Sogni più spesso il rigore di Zenica, quello che ha visto l'Italia mancare il Mondiale per la terza volta consecutiva?
"No, perché ho una forte capacità di eliminare le esperienze tristi e negative dalla mia mente. Sono naturalmente ottimista e pieno di fiducia, e forse è per questo che gli unici rigori che rivedo nei miei sogni sono quelli del trionfo del 2006 a Berlino. La notte della Bosnia ha portato una profonda e bruciante delusione, ma il mio modo di affrontare e sopportare quei dolori è quello di sopraffarli con esperienze belle e grandi."
Ti annoi a casa? Anche tua moglie Ilaria è stanca?
"Dopo i 30-35 anni, finalmente non ho più un programma organizzato da altri, il che anche per me è incredibile. È un'esperienza completamente nuova, e come tutte le cose nuove, mi incuriosisce. Sto molto bene a casa; oltre a dedicarmi ai miei progetti e stare con la mia famiglia, non sento il bisogno di nient'altro.
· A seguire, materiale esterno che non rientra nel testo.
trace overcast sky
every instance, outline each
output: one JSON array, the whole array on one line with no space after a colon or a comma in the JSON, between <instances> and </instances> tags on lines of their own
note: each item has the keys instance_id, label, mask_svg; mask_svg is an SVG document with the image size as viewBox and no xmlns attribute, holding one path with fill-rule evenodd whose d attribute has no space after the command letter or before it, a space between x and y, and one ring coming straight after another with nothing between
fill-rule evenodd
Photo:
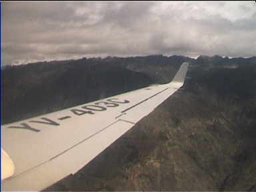
<instances>
[{"instance_id":1,"label":"overcast sky","mask_svg":"<svg viewBox=\"0 0 256 192\"><path fill-rule=\"evenodd\" d=\"M256 55L256 3L3 2L3 63Z\"/></svg>"}]
</instances>

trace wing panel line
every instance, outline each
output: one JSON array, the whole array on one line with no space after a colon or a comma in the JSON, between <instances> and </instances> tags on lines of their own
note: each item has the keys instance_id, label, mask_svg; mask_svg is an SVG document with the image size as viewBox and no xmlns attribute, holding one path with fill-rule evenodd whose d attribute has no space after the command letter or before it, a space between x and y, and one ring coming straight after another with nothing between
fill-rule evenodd
<instances>
[{"instance_id":1,"label":"wing panel line","mask_svg":"<svg viewBox=\"0 0 256 192\"><path fill-rule=\"evenodd\" d=\"M37 165L37 166L35 166L35 167L32 167L32 168L31 168L31 169L28 169L28 170L24 171L24 172L22 172L22 173L19 173L19 175L15 175L15 176L14 176L14 177L10 177L9 179L7 179L6 180L7 180L7 180L11 180L11 179L15 178L16 177L20 176L21 175L23 175L23 174L25 174L25 173L26 173L27 172L29 172L29 171L31 171L31 170L33 170L33 169L36 169L37 167L38 167L42 165L43 164L45 164L45 163L47 163L47 162L49 162L49 161L51 161L53 160L54 159L55 159L55 158L58 157L59 156L63 155L63 153L66 153L66 152L68 151L69 150L70 150L70 149L73 149L73 148L77 147L77 145L80 145L81 143L82 143L83 142L85 141L86 140L88 140L89 139L90 139L90 138L94 137L94 136L96 135L97 134L98 134L98 133L99 133L103 131L104 130L107 129L109 128L109 127L112 126L113 125L114 125L115 123L117 123L118 121L121 121L121 120L119 119L119 120L117 120L117 121L114 121L113 123L109 124L109 125L107 125L107 127L105 127L101 129L101 130L98 131L96 132L95 133L94 133L94 134L93 134L93 135L89 136L88 137L87 137L87 138L83 139L82 141L78 142L77 143L75 143L74 145L72 145L72 146L70 147L69 148L68 148L68 149L64 150L63 151L61 152L60 153L54 156L53 157L51 157L50 159L47 160L47 161L43 161L43 162L42 162L41 163L40 163L39 165ZM127 122L127 123L130 123L135 124L135 123L131 123L131 122Z\"/></svg>"},{"instance_id":2,"label":"wing panel line","mask_svg":"<svg viewBox=\"0 0 256 192\"><path fill-rule=\"evenodd\" d=\"M159 92L155 93L155 95L152 95L152 96L151 96L151 97L148 97L148 98L147 98L147 99L144 99L144 100L143 100L143 101L140 101L140 102L136 103L135 105L133 105L133 106L131 106L130 107L128 107L127 109L125 109L125 110L121 111L121 113L124 113L124 112L127 111L128 110L130 110L131 109L132 109L132 108L133 108L133 107L136 107L136 106L137 106L137 105L141 104L142 103L144 103L145 101L147 101L147 100L151 99L152 97L153 97L157 95L158 94L160 94L161 93L162 93L162 92L163 92L163 91L167 90L169 88L169 87L165 88L165 89L163 89L163 90L162 90L162 91L159 91Z\"/></svg>"}]
</instances>

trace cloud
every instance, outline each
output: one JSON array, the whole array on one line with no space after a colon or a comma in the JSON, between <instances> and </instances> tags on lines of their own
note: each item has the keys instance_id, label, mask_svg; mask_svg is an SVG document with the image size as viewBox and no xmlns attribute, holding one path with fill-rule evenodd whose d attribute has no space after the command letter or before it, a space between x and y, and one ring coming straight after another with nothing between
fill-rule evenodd
<instances>
[{"instance_id":1,"label":"cloud","mask_svg":"<svg viewBox=\"0 0 256 192\"><path fill-rule=\"evenodd\" d=\"M3 61L252 56L254 2L3 2Z\"/></svg>"}]
</instances>

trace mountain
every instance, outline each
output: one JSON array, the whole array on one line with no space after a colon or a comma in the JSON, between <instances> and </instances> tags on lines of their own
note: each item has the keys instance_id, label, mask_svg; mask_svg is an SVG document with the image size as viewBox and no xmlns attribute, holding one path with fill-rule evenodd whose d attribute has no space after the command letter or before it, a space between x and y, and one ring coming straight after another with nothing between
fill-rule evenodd
<instances>
[{"instance_id":1,"label":"mountain","mask_svg":"<svg viewBox=\"0 0 256 192\"><path fill-rule=\"evenodd\" d=\"M255 57L109 57L7 67L2 117L15 121L164 83L185 61L191 65L182 89L45 191L255 191Z\"/></svg>"}]
</instances>

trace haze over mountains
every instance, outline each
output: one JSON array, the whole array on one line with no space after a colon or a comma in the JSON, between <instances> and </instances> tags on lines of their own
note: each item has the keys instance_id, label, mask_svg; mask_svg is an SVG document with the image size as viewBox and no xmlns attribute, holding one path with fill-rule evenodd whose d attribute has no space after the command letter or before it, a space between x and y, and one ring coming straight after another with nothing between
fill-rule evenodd
<instances>
[{"instance_id":1,"label":"haze over mountains","mask_svg":"<svg viewBox=\"0 0 256 192\"><path fill-rule=\"evenodd\" d=\"M256 57L161 55L5 66L3 123L171 81L183 87L47 191L256 190ZM3 105L2 105L3 106Z\"/></svg>"},{"instance_id":2,"label":"haze over mountains","mask_svg":"<svg viewBox=\"0 0 256 192\"><path fill-rule=\"evenodd\" d=\"M3 122L7 123L71 107L154 83L170 81L185 61L193 66L251 66L256 57L200 56L197 59L161 55L83 58L5 66Z\"/></svg>"}]
</instances>

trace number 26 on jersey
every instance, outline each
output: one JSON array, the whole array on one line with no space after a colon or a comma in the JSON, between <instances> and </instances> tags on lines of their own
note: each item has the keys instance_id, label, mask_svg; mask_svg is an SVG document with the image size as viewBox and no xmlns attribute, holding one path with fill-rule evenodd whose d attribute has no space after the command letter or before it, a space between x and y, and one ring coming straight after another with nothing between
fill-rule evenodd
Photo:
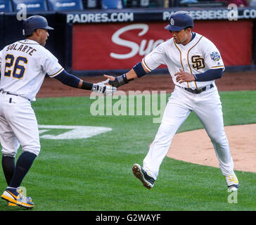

A volte, bisognerebbe solo fermarsi e far sapere a tutti i propri cari che si è sempre lì."
Dopo aver concluso la tua esperienza con la nazionale italiana, prendi in considerazione un futuro ruolo dirigenziale alla Juventus o al Parma?
"Ho in mente due strade. La prima è quella di essere coinvolto in un'esperienza emotivamente stimolante che possa spronarmi, un'avventura legata alla mia storia. Altrimenti, è quella di far parte di un progetto molto attraente, lavorando per una nuova piattaforma che parte da umili origini ma ha obiettivi inimmaginabili e spera di andare infinitamente lontano. Vedremo."
Tradotto dall'IA.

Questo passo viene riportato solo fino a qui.